Place: Salle J322, University of Paris Descartes
Seminar Series: Produire et inventer au sud
Abstract: Artemisinin-based combination therapies (ACTs) are the current front-line treatment for uncomplicated malaria recommended by the World Health Organization. Due to fears about the spread of artemisinin resistance in Sub-Saharan Africa, where the majority of malaria cases and deaths occur, the WHO and the Global Fund to Fight AIDS, TB, and Malaria mandate the use of combination therapies rather than monotherapies to protect the usefulness of the pharmaceutical agent. The WHO prequalifies pharmaceutical products and the Global Fund subsidizes only ant-imalarials that use different versions of the agent artemisinin (including artesunate, dihydroartemisinin (DHA or artenimol), and artemether) combined with other anti-malarial agents (like lumefantrine, amodiaquine, and mefloquine). In this global public health space where fear of losing pharmaceutical effectiveness drives much of the recommendations that the WHO promotes to fight malaria, I wish to investigate the modes of legitimization behind two “alternative” forms of producing anti-malarial treatments.

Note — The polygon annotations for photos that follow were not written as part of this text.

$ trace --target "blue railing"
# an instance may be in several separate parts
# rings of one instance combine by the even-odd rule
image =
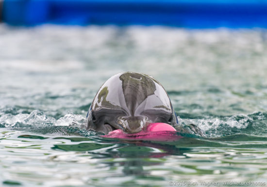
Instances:
[[[5,0],[9,24],[267,28],[267,0]]]

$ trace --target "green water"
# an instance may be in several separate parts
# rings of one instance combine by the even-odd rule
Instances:
[[[267,31],[0,25],[0,186],[267,185]],[[205,137],[86,130],[98,89],[127,71]]]

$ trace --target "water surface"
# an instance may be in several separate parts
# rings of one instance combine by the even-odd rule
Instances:
[[[267,184],[266,30],[0,25],[0,186]],[[206,138],[86,130],[98,89],[127,71],[159,80]]]

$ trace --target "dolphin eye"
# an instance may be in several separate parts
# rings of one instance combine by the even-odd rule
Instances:
[[[93,122],[95,122],[96,120],[96,117],[94,114],[92,114],[92,120],[93,120]]]

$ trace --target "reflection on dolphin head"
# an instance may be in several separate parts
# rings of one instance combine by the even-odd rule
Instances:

First, I will discuss the semisynthetic production of an artemisinin derivative (artesunate) by biologically engineered yeast through a public-private partnership funded by the Bill and Melinda Gates Foundation, which has been called The Artemisinin Project. Although the project ultimately “failed,” the processes that set it in motion and the regulations that allowed it to come to fruition raise interesting questions about the WHO’s prequalification process and bioequivalence. Second, I will turn to an international network of pharmacologists and plant biologists that aims to legitimize the use of whole plant therapy of Artemisia annua, the plant from which artemisinin was first isolated by Chinese pharmacologists in the 1970s. The WHO’s stance on whole plant therapy is one of discouragement, and this network has attempted to produce the kind of evidence that would overturn this stance. They wield the concept of synergy and argue that the fear of the spread of artemisinin resistance, on the heels of chloroquine resistance, should be a lesson to global health decision-makers that they should look for new ways of fighting malaria that do not put an isolated pharmaceutical agent at the foundation of their strategies. In this sense, these two cases of seeking legitimacy for anti-malarial treatment provide two very different definitions of “innovation” and lay bare the politics at the heart of global health.